What features would you want to see in nuclei?

[ehsandeep]

Hello 👋🏻

We are keeping this discussion open, so everyone can share and exchange ideas.
Let us know what features would you like to see implemented, or ideas around how we could ease and improve the automation of your security processes.

p.s. don't forget to look at the existing feature requests first

[ramvalyalal]

Subdomain enumeration

[nigamelastic]

An html report from the outputs would be great along with editable cvss score

[anirbandas09]

Subdomain enumeration

[forgedhallpass]

Did you know that you can use our subfinder tool for passive subdomain enumeration, and dnsx for subdomain brute-forcing using a wordlist, which also supports wildcard detection? The tools can be chained via piping and you can pass the results to nuclei.

A couple of examples:

echo example.com | subfinder | dnsx | httpx | nuclei  # use passive subdomain enum, validate it with dnsx, identify HTTP servers and do a nuclei scan on them
dnsx -silent -d example.com -w dns_worldlist.txt # brute-force subdomain enumeration

[HackerAndya]

It would be sound too lazy but I would like in have new implementation where info low medium high severity results will store in respective files. I know there’s flag to see results by severity. But if we implement this then it’ll be more easy for checking.

[RAVE-V]

An option to quickly execute sub domain enum, nuclei and pipe other commonly used tools for easy and quickly formatting the results from all those tools.

[forgedhallpass]

With regards to subdomain enumeration:
#2539 (reply in thread)

[pikpikcu]

Hi @ehsandeep added info impact in nuclei-tempaltes.

[FaizanAfridi1992]

Sub-domain enumeration

[ehsandeep]

@pikpikcu do you mean having impact information included as part of the nuclei template?

[pikpikcu]

@ehsandeep Yup for them for beginners it is very difficult to understand the impact that is generated.

[bakliwalp]

I would suggest a feature where nuclei will save the output of the scan results according to the scan. For ex- if the result gives out Info-Disclosure, CVE, API Key Disclosure,etc then all the result be saved in there respective folders. It would be helpful to see the segregated results.

[Zaarc]

I always thought nuclei has amazing potential to grow. I would suggest to make use of automation through integration with amass for subdomain enumeration. Imagine the power behind this. Fast and automatic. ♥️

[forgedhallpass]

With regards to subdomain enumeration:
#2539 (reply in thread)

[kubota]

Integration with amass, will be great! WOwwww

[thebinarybot]

🚀 Might sound crazy, but how about Web3 templates? How would templatizing solidity scans be?

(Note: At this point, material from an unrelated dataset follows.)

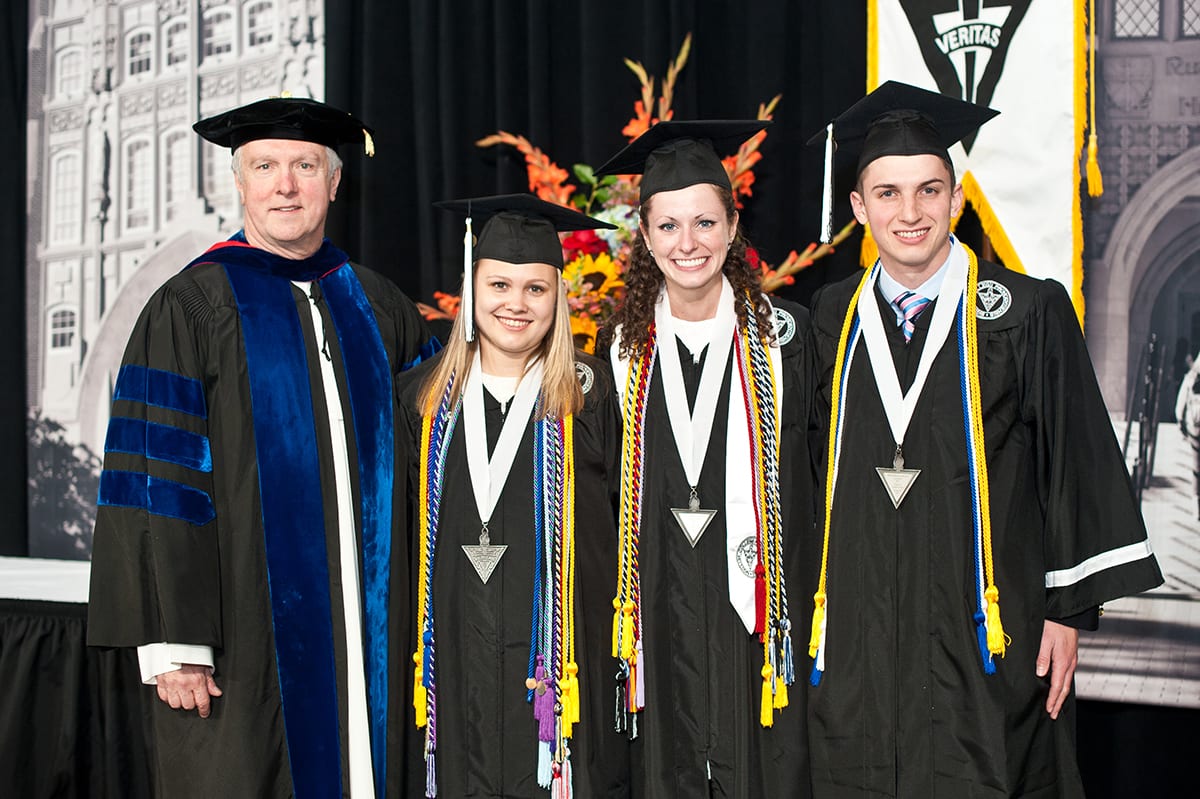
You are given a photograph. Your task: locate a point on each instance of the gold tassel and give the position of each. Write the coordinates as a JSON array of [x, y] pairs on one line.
[[419, 694], [1095, 179], [766, 709], [870, 251], [996, 640], [616, 625], [817, 620], [627, 631]]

The market is very new and I am not sure if this is possible. But given that we have automated scanners for Web3, this should be in the reach I guess.

[NickBot09]

A search engine functionality to search templates using a specific keyword for ex :- if we search for WordPress templates related to that could be displayed, this would ease the search of templates and instead of scanning all general category, we could scan according to target

P.s. general category here means all templates under low severity and like that

[forgedhallpass]

There are already multiple options to filter templates.

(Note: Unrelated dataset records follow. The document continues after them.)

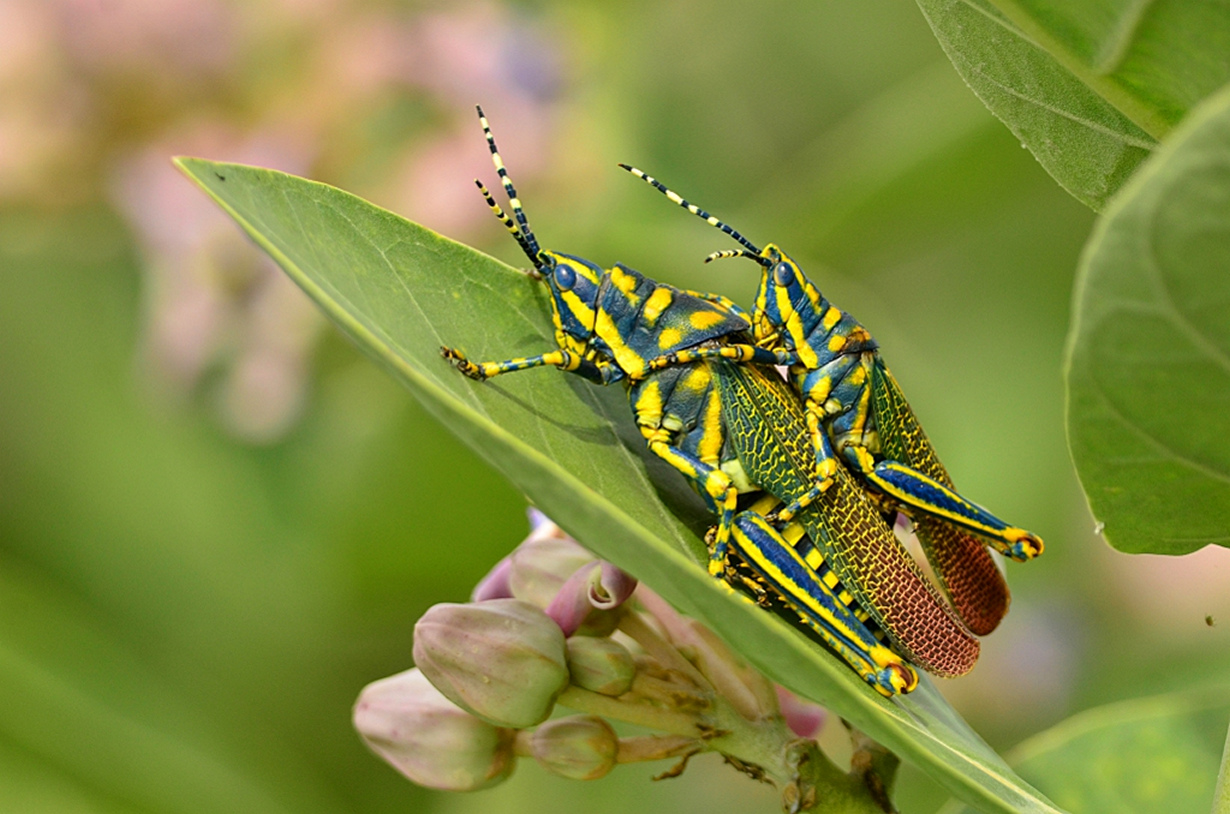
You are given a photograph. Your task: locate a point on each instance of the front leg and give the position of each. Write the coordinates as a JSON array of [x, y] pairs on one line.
[[602, 373], [711, 482]]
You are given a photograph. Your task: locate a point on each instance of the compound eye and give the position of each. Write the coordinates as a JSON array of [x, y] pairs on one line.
[[565, 277]]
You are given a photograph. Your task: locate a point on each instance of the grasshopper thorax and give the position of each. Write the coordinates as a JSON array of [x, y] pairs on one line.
[[575, 287]]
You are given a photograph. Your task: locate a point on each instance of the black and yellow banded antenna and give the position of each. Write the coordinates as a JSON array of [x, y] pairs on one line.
[[520, 229], [749, 250]]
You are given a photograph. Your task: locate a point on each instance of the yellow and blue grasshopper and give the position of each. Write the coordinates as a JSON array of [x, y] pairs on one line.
[[608, 324], [855, 407]]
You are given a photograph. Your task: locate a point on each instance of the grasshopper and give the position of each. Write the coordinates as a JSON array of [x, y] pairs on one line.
[[856, 410], [608, 325]]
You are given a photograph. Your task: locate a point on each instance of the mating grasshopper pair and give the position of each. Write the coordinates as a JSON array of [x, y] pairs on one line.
[[817, 544]]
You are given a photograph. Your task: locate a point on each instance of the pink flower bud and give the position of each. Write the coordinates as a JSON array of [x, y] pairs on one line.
[[543, 563], [805, 718], [429, 739], [502, 660], [578, 746]]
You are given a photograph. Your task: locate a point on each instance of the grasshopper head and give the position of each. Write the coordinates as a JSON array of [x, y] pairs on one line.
[[573, 283]]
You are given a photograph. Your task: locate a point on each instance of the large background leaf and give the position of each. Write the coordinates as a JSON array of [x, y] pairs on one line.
[[1086, 86], [1149, 368], [1138, 756], [401, 290]]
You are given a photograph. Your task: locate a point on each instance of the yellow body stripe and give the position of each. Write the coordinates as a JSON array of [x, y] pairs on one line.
[[798, 594], [648, 405], [669, 338], [625, 357], [710, 446], [701, 320], [578, 308], [621, 279], [832, 317], [657, 303]]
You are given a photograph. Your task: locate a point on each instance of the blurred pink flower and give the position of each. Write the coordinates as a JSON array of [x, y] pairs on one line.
[[209, 294], [193, 36]]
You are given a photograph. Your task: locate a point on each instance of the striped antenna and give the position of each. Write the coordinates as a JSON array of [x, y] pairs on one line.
[[696, 210], [732, 252], [513, 201], [509, 224]]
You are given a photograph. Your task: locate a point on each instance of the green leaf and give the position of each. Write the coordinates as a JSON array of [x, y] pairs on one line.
[[400, 292], [1142, 756], [1149, 349], [1089, 145]]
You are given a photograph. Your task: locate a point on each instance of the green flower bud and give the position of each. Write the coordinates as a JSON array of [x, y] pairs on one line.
[[429, 739], [578, 746], [600, 665], [502, 659]]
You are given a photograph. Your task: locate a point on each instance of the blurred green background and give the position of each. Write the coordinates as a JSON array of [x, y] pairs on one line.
[[218, 521]]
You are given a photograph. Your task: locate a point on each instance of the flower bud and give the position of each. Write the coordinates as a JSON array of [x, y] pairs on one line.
[[429, 739], [543, 562], [502, 659], [610, 587], [805, 718], [578, 746], [495, 584], [600, 665]]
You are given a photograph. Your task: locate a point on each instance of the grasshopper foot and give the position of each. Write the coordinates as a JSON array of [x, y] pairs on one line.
[[1026, 549], [464, 365]]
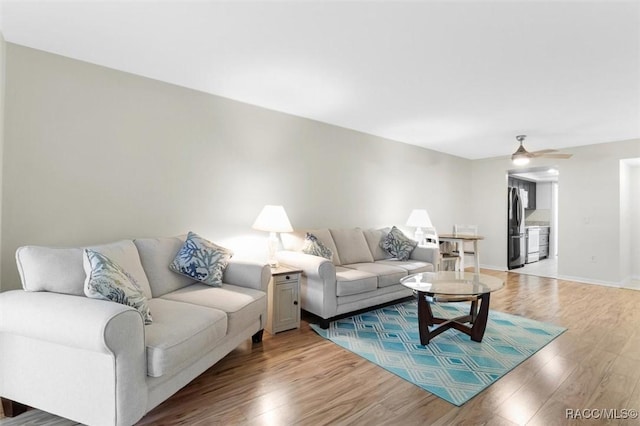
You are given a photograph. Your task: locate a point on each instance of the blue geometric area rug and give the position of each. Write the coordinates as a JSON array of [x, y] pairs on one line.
[[451, 366]]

See the FILTERING category in the nuclei help:

FILTERING:
   -a, -author string[]               templates to run based on authors (comma-separated, file)
   -tags string[]                     templates to run based on tags (comma-separated, file)
   -etags, -exclude-tags string[]     templates to exclude based on tags (comma-separated, file)
   -itags, -include-tags string[]     tags to be executed even if they are excluded either by default or configuration
   -id, -template-id string[]         templates to run based on template ids (comma-separated, file)
   -eid, -exclude-id string[]         templates to exclude based on template ids (comma-separated, file)
   -it, -include-templates string[]   templates to be executed even if they are excluded either by default or configuration
   -et, -exclude-templates string[]   template or template directory to exclude (comma-separated, file)
   -em, -exclude-matchers string[]    template matchers to exclude in result
   -s, -severity value[]              templates to run based on severity. Possible values: info, low, medium, high, critical, unknown
   -es, -exclude-severity value[]     templates to exclude based on severity. Possible values: info, low, medium, high, critical, unknown
   -pt, -type value[]                 templates to run based on protocol type. Possible values: dns, file, http, headless, network, workflow, ssl, websocket, whois
   -ept, -exclude-type value[]        templates to exclude based on protocol type. Possible values: dns, file, http, headless, network, workflow, ssl, websocket, whois

Some examples:

nuclei -tags wordpress -vv # load and display all templates that have a wordpress tag
nuclei -tags wordpress -vv -exclude-severity info,low # the same as above, but excludes templates with low and information severities
nuclei -tl |& grep -i wordpress # you can use grep to filter the whole template list

You can also use the -automatic-scan flag that only executes templates related to technologies found by wappalyzer.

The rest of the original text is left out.